Palestinians say the Egyptian tendency to blame them for these attacks makes it harder for Egypt to be an honest broker in talks between Hamas and Israel.
“Egypt is creating an atmosphere that is not conducive for meetings, when something happens, they (Egypt) blame Gaza,” West Bank political science professor Abdelsattar Qassem told The Media Line. He expects the attacks to continue, citing the lack of strength among Egyptian security. “In failing to prevent what happened in Sinai, it shows a weakness in the Egyptian intelligence” the political analyst, who teaches at An Najah University in Nablus, said.
While he could not elaborate on the security coordination between Israel and Egypt, Israeli Foreign Ministry spokesperson Emmanuel Nahshon said that the two countries did see eye to eye on the same objective – fighting terrorism. Calling it a “dreadful terrorist attack,” he said that Israel was concerned and was behind Egypt in its fight against terror. “We are in constant dialogue,” he told The Media Line.
The United States has condemned the attack with the State Department saying that “a prosperous and dynamic Egypt requires an environment of security and stability.”
In a surprising move, the Muslim Brotherhood has also condemned the Sinai attack.

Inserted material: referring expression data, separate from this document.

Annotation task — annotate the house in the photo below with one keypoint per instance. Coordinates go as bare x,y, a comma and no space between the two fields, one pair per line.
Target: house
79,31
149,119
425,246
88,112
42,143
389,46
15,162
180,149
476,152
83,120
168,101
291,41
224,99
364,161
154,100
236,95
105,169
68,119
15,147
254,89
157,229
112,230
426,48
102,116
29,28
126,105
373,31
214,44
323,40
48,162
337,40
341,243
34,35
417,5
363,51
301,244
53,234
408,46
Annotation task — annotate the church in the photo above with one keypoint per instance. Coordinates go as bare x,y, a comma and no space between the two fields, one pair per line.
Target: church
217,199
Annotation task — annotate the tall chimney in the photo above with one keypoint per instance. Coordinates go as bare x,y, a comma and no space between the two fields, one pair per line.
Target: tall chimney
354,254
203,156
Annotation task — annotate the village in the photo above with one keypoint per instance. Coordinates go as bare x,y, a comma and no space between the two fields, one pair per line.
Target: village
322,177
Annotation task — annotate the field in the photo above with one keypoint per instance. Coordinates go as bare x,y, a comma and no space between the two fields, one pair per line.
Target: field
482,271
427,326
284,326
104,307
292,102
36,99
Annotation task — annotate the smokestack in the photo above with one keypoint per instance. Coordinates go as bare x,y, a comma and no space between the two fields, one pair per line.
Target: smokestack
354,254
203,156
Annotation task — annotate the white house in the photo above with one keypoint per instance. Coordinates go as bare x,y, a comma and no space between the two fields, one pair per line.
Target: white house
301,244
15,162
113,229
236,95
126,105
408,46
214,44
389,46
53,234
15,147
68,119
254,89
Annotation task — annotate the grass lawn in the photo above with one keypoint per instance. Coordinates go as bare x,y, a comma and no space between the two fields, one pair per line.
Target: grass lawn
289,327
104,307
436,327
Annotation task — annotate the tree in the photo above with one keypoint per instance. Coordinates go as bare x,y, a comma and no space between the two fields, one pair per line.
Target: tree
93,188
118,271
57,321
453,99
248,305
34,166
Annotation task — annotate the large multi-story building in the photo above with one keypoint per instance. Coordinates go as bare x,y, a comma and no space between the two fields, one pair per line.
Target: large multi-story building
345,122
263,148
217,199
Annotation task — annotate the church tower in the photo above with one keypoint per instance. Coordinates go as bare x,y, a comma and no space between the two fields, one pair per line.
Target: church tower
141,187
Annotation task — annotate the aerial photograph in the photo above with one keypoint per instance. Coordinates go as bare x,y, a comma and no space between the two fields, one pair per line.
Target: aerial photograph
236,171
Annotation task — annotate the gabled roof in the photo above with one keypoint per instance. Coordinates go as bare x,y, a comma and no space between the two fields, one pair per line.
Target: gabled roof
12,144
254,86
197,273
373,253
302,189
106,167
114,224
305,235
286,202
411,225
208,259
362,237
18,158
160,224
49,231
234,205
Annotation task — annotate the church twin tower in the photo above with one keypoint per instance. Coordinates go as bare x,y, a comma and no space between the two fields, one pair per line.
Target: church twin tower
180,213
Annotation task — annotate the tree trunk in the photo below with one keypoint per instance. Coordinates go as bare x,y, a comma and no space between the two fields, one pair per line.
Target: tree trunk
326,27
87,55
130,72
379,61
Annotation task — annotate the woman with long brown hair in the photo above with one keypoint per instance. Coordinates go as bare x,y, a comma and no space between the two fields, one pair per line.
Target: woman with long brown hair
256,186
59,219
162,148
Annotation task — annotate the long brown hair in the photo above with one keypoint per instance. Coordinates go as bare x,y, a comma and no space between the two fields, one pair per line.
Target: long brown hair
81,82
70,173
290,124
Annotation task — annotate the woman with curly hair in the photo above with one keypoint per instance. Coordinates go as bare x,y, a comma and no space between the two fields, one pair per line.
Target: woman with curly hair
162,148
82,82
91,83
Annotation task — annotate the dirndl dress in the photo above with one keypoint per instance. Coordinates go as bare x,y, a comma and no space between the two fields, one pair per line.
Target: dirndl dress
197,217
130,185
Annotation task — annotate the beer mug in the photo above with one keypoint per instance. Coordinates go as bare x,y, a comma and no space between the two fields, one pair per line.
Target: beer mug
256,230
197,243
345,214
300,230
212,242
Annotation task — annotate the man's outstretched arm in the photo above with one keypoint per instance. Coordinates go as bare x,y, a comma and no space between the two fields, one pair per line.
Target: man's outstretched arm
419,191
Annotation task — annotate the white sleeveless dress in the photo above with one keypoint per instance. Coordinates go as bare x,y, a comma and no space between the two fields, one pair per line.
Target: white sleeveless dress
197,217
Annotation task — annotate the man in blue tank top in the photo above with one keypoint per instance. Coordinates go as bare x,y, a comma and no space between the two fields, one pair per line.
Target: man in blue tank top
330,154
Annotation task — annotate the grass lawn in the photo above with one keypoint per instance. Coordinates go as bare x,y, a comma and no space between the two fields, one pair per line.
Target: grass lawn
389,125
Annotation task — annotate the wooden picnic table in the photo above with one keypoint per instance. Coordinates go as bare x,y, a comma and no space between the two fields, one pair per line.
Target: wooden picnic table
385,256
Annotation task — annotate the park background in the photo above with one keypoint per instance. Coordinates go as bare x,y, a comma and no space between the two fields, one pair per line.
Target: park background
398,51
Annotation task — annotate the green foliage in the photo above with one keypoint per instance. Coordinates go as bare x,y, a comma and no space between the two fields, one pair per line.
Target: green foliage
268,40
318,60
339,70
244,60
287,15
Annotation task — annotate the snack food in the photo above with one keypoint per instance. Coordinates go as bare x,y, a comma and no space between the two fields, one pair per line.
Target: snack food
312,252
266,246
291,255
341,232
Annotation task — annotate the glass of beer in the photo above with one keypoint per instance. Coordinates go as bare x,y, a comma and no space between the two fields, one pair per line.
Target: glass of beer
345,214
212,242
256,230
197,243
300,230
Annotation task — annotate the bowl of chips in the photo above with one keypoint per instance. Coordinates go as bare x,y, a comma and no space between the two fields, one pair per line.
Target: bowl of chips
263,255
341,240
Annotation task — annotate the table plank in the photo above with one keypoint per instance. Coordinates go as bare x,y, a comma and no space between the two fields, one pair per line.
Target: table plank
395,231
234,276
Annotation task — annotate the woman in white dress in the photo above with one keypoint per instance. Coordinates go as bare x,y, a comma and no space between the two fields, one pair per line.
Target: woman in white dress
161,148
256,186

“I think the state should open the dialogue with the youth more to reproduce their anger in a peaceful attitude instead of using the ultimate power like what happened in Egypt’s universities in the last couple weeks,” Moataz Abd Elkarim said. Recently, university students, belonging to the Muslim Brotherhood damaged buildings in an attempt to provoke a response, but Egypt’s security forces showed restraint.
The Palestinian President’s top adviser on international affairs Majdi Al Khaldi says Mahmoud Abbas spoke with his Egyptian counterpart Al-Sisi on Sunday and gave him assurances that the Palestinian people “stand firm with Egypt in this war against terrorism.”
As for the buffer zone, Khaldi says “the President and the leadership supports the measures that will be taken in Sinai.”
Khaldi says if Egypt is too busy tending to prevention of attacks, it will be hard to play a key role in ending the Palestinian-Israeli conflict.
“We want Egypt to stand with us on this issue so we have to support Egypt to fight terrorism,” he told The Media Line.